The Arkansas Department of Higher Education approved UAMS and ASU in October 2012. UA’s DNP was approved along with UCA on Feb. 1. Each program will accept up to 20 students each year.
Nelda New, nursing department graduate program director, said UCA’s DNP would not be restricted to advanced practice nurses like the programs at UA, UAMS and ASU.
“In our examination of the DNP nationally, we found that you don’t have to be advanced practice to be a DNP,” she said. “[UCA] decided to have a more broad program.”
New said the “uniqueness,” would open the program to nursing students graduating from UCA’s existing master’s programs and increase enrollment.
According to the American Association of Colleges of Nursing (AACN), the United States had eight DNP programs in 2004. The AACN released a statement calling for advanced practice programs to transition to DNP by 2015. As of March 2012, there were 184 DNP programs enrolling students, with approximately 9,000 students across 40 states and another 101 DNP programs reported in the planning stages.

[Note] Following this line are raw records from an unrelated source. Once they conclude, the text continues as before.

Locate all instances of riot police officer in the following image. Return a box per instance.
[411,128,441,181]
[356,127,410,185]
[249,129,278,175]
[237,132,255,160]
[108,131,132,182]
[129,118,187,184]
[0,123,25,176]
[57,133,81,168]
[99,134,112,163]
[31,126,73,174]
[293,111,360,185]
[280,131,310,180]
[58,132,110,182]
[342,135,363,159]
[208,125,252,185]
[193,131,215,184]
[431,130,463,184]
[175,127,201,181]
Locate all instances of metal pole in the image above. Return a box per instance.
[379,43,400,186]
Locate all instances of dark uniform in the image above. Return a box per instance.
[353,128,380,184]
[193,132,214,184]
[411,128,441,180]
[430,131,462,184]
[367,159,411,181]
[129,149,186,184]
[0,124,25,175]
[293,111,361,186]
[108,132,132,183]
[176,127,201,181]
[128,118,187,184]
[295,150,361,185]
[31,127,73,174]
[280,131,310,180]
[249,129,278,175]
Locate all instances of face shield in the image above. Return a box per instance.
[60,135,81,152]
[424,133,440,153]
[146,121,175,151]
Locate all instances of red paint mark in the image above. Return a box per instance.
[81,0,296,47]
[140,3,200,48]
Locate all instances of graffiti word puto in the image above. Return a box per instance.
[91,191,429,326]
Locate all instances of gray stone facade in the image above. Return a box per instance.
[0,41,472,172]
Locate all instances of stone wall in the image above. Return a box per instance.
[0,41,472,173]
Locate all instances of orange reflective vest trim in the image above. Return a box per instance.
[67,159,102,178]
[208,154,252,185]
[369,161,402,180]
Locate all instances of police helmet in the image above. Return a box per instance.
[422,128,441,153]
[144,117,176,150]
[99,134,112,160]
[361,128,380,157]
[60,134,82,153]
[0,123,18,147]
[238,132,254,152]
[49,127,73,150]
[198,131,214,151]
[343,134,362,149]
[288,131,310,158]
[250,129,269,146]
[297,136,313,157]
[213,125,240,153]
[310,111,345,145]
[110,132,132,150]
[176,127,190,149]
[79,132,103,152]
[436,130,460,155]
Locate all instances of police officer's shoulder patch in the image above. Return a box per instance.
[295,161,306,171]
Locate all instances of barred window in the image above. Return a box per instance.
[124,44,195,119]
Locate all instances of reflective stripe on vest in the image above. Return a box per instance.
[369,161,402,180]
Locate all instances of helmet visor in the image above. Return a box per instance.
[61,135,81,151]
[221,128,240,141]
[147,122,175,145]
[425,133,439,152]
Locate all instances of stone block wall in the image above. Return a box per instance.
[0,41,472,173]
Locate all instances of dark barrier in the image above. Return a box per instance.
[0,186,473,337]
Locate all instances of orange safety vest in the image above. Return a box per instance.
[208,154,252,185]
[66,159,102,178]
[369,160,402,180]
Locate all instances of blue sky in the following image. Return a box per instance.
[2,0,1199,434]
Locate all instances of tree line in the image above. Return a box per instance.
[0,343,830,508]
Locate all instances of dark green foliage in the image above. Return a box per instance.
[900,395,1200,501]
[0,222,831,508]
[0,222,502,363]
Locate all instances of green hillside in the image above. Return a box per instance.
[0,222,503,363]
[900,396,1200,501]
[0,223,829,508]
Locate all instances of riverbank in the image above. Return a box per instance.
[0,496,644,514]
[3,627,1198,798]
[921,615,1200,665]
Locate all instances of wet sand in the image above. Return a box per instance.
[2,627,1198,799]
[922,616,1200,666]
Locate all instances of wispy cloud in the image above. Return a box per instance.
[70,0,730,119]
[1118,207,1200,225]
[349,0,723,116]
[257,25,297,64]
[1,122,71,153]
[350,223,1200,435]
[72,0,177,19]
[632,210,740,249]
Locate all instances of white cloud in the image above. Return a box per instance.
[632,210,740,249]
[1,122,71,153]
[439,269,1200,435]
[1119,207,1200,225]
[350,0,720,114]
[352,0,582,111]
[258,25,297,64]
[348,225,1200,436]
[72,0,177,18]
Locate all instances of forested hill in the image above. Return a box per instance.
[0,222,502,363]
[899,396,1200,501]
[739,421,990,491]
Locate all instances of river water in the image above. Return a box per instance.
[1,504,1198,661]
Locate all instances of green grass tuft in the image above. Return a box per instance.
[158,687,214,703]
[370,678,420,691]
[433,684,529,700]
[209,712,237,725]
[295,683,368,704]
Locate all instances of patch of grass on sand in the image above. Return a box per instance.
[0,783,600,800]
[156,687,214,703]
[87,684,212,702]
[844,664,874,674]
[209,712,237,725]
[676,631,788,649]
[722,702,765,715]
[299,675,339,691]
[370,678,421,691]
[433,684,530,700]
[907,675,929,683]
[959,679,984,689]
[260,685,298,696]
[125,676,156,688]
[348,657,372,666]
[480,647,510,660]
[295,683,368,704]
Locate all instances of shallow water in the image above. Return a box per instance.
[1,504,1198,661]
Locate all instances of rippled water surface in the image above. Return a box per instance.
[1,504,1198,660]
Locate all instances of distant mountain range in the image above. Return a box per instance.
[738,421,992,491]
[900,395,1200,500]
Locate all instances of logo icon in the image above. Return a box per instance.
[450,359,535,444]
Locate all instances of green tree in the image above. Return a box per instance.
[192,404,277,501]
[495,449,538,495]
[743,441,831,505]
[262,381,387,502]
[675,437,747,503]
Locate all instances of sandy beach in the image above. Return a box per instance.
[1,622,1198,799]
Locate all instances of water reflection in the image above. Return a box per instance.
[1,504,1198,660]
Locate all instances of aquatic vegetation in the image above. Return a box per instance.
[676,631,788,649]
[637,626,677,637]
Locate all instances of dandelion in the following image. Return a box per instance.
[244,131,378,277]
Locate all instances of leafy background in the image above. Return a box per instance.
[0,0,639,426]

Williams said the DNP program is gaining popularity because of American health care system’s need for employees with advanced and specific leadership.

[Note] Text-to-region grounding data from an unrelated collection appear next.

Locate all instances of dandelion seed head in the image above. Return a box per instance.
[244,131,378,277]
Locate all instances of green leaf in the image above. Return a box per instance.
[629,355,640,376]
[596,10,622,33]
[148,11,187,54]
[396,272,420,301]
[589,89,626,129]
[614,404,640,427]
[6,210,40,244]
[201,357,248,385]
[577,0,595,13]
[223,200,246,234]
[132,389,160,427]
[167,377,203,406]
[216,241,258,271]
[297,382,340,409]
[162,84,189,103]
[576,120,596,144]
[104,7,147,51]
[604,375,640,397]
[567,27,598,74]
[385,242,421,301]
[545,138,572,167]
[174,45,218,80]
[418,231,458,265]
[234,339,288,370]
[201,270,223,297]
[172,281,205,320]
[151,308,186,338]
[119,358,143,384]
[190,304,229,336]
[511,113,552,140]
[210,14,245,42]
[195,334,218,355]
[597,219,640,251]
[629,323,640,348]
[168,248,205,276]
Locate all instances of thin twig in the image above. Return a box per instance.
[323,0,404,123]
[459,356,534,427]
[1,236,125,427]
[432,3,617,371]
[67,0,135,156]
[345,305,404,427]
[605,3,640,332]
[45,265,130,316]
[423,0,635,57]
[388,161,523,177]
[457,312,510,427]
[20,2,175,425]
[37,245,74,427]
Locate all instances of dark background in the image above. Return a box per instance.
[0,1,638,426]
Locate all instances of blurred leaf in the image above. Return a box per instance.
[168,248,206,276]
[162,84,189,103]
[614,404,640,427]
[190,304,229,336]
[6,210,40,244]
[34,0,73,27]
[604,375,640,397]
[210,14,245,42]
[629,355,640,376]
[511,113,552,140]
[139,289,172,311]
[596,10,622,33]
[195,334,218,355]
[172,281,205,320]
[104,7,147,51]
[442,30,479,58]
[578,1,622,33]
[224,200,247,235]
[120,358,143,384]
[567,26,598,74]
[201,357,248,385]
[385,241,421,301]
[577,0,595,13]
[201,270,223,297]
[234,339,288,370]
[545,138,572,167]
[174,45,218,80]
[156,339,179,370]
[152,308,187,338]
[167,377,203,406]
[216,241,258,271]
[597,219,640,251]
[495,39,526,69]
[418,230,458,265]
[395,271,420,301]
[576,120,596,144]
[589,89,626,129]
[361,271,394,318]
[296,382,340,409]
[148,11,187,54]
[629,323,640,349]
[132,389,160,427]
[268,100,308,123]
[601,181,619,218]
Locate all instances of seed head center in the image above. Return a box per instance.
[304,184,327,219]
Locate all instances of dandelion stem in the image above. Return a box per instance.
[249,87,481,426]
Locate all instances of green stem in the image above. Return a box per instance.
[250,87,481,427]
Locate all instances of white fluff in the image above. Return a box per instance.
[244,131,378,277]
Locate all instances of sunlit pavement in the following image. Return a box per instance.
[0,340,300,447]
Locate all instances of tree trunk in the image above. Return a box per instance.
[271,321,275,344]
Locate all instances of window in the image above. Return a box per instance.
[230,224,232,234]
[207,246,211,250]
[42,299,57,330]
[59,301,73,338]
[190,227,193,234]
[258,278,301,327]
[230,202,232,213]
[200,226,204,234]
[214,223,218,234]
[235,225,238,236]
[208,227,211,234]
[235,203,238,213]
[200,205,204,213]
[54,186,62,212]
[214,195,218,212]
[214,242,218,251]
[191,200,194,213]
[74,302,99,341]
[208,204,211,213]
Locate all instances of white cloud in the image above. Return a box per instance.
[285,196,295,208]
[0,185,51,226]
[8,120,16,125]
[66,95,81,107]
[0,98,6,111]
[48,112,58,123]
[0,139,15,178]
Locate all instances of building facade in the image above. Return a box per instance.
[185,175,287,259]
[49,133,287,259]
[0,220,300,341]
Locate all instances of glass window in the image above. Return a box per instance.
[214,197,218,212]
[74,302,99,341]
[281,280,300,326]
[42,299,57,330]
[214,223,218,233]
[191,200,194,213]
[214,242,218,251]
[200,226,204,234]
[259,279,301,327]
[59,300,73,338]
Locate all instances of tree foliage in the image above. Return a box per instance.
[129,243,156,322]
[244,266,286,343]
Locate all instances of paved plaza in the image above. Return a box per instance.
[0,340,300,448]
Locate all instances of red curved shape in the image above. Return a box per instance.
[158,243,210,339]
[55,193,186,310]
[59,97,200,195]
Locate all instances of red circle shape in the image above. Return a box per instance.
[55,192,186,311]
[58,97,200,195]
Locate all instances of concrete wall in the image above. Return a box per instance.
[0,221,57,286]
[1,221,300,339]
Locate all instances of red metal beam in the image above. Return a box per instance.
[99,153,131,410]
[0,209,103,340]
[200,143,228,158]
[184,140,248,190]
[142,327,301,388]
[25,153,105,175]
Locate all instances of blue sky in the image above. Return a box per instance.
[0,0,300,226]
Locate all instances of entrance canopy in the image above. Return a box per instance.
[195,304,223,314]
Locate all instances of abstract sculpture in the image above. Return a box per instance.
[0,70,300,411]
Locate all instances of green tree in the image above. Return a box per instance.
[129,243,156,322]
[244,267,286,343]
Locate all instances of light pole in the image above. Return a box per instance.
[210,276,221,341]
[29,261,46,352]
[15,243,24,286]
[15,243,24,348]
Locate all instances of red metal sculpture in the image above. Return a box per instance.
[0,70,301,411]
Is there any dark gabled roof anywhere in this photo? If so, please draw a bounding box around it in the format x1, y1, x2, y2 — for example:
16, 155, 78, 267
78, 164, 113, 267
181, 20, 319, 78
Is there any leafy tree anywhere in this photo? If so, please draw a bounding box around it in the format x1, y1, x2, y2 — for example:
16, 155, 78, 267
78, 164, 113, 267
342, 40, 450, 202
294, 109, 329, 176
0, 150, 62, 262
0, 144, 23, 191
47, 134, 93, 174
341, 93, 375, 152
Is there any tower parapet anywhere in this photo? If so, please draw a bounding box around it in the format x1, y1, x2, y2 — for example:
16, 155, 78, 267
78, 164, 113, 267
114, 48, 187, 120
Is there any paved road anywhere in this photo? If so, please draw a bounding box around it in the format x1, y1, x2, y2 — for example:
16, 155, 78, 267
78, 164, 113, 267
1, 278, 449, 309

“[The DNP program] has the additional systems focus, financial focus [and]policy focus that will truly help [students]to be a leader and facilitate change going through the [health care]system,” Williams said.
New said that without a DNP program, all of the post-baccalaureate nursing programs would not be able to compete with the three other state universities.
“The DNP is a national move and we cannot afford to not adhere to national expectations of a graduate program. We are moving with the tide of change in nursing. We either go with the changes that are happening or we lose it all,” she said.